For multi model ensembles, each element of this named list should contain another named list with sub model name followed by the desired members, e.g.members = list(eps_model1 = list(sub_model1 = seq(0, 3), sub_model2 = c(2, 3)))
- vertical_coordinate
The vertical co-ordinate.
- fctable_file_template
The template for the file names of the files to be read from. This would normally be one of the "fctable_*" templates that can be seen in show_file_templates. Can be a single string, a character vector or list of the same length as
fcst_model
. If not named, the order of templates is assumed to be the same as infcst_model
. If named, the names must match the entries infcst_model
.- obsfile_template
The template for OBSTABLE files - the default is "obstable", which is
OBSTABLE_{YYYY}.sqlite
.- groupings
The groups to verify for. The default is "leadtime". Another common grouping might be
groupings = c("leadtime", "fcst_cycle")
.- by
The frequency of forecast cycles to verify.
- lags
For lagged forecasts, these are the lags that would be passed to
read_point_forecast()
.- merge_lags_on_read
Logical. Whether to merge lagged ensemble members into the ensemble. This is the default behaviour. If FALSE, lag_forecast will be used to do the lagging.
- lag_fcst_models
If
merge_lags_on_read = FALSE
, the names of the fcst_models to which lags should be applied.- parent_cycles
If
merge_lags_on_read = FALSE
, the parent cycles of the lagged forecasts.- lag_direction
If
merge_lags_on_read = FALSE
, The direction of the lagging. 1 Lags backwards in time from the parent cycles on -1 lags forwards in time.- fcst_shifts, keep_unshifted
See shift_forecast.
- drop_neg_leadtimes
Logical. Whether to drop negative lead times that may arise after shifting.
- climatology
The climatology to use for the Brier Skill Score. Can be "sample" for the sample climatology (the default), a named list with elements eps_model and member to use a member of an eps model in the harp_fcst object for the climatology, or a data frame with columns for threshold and climatology and also optionally leadtime.
- stations
The stations to verify for.
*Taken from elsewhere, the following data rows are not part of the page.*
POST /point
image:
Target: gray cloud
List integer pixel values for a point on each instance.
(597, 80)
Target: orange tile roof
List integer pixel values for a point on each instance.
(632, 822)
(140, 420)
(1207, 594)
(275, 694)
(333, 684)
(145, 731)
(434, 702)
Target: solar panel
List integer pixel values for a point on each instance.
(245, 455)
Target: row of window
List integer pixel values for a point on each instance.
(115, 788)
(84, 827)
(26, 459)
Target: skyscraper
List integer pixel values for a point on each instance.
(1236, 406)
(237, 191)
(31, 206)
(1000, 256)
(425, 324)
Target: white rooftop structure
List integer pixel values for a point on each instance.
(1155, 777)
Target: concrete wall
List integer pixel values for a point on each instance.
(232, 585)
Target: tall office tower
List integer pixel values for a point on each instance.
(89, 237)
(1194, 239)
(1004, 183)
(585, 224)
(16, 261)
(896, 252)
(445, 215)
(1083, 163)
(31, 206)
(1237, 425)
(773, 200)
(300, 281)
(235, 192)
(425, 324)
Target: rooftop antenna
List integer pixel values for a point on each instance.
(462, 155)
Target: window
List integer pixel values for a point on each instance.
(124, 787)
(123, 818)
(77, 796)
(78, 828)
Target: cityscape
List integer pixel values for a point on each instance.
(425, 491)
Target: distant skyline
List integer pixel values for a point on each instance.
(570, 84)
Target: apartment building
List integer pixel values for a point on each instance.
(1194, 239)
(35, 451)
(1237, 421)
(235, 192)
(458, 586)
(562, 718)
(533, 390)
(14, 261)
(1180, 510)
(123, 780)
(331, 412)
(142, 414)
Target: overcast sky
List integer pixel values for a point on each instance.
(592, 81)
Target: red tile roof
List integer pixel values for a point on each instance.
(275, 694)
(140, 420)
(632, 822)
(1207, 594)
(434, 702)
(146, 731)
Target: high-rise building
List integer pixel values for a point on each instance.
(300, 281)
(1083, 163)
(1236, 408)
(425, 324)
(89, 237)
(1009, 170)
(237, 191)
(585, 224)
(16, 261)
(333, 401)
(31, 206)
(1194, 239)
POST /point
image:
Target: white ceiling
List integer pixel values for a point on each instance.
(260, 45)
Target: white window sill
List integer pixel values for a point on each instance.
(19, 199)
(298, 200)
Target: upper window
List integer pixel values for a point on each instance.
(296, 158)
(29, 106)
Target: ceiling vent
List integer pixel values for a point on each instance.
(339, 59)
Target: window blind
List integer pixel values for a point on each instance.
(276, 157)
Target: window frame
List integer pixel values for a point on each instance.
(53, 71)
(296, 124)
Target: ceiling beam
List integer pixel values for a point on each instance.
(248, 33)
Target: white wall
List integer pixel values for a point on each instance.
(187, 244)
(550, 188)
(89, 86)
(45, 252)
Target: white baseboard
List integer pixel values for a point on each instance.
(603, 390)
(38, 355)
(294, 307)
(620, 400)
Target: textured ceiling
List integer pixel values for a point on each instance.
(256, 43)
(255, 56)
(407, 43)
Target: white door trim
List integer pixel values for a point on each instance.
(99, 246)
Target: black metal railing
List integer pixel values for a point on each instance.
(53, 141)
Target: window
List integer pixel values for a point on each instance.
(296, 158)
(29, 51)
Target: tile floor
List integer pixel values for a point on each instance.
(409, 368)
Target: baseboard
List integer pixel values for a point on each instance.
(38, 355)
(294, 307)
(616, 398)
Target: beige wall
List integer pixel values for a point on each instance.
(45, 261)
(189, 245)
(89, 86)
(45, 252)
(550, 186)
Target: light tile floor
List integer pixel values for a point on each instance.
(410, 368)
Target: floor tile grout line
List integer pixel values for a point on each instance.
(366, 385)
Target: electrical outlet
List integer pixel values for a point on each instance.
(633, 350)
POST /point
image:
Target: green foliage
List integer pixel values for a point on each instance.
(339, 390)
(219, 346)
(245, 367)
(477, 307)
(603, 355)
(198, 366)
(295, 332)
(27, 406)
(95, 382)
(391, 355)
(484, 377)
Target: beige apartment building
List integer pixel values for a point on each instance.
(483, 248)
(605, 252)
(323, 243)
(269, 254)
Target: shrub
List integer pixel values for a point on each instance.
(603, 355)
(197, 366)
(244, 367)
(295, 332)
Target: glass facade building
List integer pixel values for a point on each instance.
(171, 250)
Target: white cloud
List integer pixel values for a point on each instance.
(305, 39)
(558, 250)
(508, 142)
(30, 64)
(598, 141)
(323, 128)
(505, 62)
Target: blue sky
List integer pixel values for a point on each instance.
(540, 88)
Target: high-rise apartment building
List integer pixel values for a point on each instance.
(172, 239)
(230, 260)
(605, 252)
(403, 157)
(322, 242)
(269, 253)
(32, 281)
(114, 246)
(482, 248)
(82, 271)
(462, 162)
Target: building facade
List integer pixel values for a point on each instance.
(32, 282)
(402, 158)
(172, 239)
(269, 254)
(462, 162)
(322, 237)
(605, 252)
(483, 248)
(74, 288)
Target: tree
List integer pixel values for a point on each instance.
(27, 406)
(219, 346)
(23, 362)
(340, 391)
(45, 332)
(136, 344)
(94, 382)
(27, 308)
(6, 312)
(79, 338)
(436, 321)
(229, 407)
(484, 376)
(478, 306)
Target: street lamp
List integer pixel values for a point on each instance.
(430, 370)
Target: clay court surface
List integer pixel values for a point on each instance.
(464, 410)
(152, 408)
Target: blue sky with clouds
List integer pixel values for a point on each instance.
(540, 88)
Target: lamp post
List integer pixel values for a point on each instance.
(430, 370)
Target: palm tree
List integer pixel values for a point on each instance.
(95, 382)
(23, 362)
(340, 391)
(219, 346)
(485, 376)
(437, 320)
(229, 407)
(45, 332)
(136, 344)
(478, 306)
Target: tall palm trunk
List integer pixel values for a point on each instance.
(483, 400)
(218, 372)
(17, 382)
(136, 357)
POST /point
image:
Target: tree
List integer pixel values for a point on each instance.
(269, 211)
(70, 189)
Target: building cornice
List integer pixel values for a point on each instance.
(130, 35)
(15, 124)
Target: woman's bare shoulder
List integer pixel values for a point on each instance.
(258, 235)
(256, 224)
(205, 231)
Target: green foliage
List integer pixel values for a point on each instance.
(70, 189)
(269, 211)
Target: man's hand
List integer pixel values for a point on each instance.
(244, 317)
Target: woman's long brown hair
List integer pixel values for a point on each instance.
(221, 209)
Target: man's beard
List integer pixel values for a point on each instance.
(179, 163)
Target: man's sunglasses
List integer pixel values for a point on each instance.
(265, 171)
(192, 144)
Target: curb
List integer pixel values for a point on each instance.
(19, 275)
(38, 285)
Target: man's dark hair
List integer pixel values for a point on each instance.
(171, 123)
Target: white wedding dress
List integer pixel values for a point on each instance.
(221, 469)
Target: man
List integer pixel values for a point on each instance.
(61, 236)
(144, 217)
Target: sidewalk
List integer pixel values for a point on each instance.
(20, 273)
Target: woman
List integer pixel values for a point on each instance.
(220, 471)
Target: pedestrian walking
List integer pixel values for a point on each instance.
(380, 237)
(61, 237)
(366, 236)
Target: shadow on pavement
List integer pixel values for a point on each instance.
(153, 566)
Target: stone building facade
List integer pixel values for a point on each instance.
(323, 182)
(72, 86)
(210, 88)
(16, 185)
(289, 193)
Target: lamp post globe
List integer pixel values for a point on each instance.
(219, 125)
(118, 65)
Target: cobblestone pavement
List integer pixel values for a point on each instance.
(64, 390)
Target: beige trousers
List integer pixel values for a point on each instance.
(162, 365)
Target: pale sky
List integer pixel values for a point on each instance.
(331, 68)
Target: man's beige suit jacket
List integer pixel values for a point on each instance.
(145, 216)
The default is to use all stations from station_list that are common to all
fcst_model
domains.- scale_fcst
A named list of arguments to scale_point_forecast.
- scale_obs
A names list of arguments to scale_point_obs.
- spread_drop_member
Which members to drop for the calculation of the ensemble variance and standard deviation. For harp_fcst objects, this can be a numeric scalar - in which case it is recycled for all forecast models; a list or numeric vector of the same length as the harp_fcst object, or a named list with the names corresponding to names in the harp_fcst object.
- jitter_fcst
A function to perturb the forecast values by. This is used to account for observation error in the rank histogram. For other statistics it is likely to make little difference since it is expected that the observations will have a mean error of zero.
- common_cases_only
Logical. Whether to select only the common cases before computing verification scores. The default is TRUE.
- common_cases_xtra_cols
Extra columns to use in the call to
common_cases
- check_obs_fcst
Logical. Whether to check for errors in observations by comparing with forecast values.
- gross_error_check
Logical of whether to perform a gross error check.
- min_allowed
The minimum value of observation to allow in the gross error check. If set to NULL the default value for the parameter is used.
- max_allowed
The maximum value of observation to allow in the gross error check. If set to NULL the default value for the parameter is used.
- num_sd_allowed
The number of standard deviations of the forecast that the obseravtions should be within. Set to NULL for automotic value depeninding on parameter.
- show_progress
Logical - whether to show a progress bar. Defaults to FALSE.
- verif_path
If set, verification files will be saved to this path.